How to perform approximate string matching in one line of code

Fuzzy string matching of customer name lists using Python (for everybody)

Lorenzo Tracanna
Towards Data Science

--

Image by Tolga Ulkan from Unsplash

Did you ever try to join two tables using keys or lookup values that don’t match perfectly? Maybe you work in finance or marketing and you have to match two customer lists from two different data sources. While the customer names are meant to be the same, their spelling differs, making it an insurmountable challenge for the VLOOKUP function.

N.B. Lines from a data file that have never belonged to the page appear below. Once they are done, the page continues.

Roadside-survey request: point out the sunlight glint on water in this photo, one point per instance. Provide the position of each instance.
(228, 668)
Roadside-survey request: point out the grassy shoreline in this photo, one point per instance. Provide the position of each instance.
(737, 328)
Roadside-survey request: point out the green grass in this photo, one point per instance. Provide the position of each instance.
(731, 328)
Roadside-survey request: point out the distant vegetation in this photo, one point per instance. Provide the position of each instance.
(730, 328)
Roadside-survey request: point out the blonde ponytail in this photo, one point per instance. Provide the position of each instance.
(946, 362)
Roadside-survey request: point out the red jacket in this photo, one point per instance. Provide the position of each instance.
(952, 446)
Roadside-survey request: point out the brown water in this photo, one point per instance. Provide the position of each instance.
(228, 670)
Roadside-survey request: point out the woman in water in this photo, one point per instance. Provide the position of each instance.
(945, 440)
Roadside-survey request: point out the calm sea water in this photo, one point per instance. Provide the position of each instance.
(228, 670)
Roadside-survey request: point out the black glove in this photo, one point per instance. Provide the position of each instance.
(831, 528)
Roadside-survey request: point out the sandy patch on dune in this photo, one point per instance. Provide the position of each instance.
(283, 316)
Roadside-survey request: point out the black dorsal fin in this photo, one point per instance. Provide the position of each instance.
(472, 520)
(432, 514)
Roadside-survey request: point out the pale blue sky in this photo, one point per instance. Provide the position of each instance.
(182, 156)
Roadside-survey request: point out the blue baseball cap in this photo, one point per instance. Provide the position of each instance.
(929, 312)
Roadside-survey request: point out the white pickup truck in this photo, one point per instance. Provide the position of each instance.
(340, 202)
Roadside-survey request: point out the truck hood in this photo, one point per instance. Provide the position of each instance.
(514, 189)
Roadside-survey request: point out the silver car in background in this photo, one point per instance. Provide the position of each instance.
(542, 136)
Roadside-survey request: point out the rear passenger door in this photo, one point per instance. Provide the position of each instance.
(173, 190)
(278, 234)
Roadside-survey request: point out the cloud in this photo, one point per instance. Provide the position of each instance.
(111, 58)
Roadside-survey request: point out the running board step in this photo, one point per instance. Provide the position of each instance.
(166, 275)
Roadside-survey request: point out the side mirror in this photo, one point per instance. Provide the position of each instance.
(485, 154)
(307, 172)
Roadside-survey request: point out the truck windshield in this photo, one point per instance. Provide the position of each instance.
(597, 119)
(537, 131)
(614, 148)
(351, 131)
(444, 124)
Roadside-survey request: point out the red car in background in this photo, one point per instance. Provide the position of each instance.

If you are going to match non-matching lists of strings (e.g., customer names, products, transactions, addresses), keep reading — this article might save you hours of work.

The article starts by introducing the scientific method used to perform the approximate matches, the Levenshtein distance. Then, it goes through a case study, which shows how to import data from Excel into Python, perform the matches in one line of code, and export the resulting table of 1:1 matches and similarity scores to Excel.

Methods: Levenshtein distance and FuzzyWuzzy

Fuzzy string matching or approximate string matching is a technique that, given a target string, will find its closest match from a list of non-exact matches. If you attempted to use Excel’s approximate VLOOKUP to carry out fuzzy matching, you would know that it works with a sorted list of numbers but not with strings. The reason is that the Excel function returns a match from the lookup range that is lower than the lookup value, and whose successor is greater than the lookup value. The Excel logic is difficult to apply to strings, so we turn to the Levenshtein distance to carry out approximate string matching.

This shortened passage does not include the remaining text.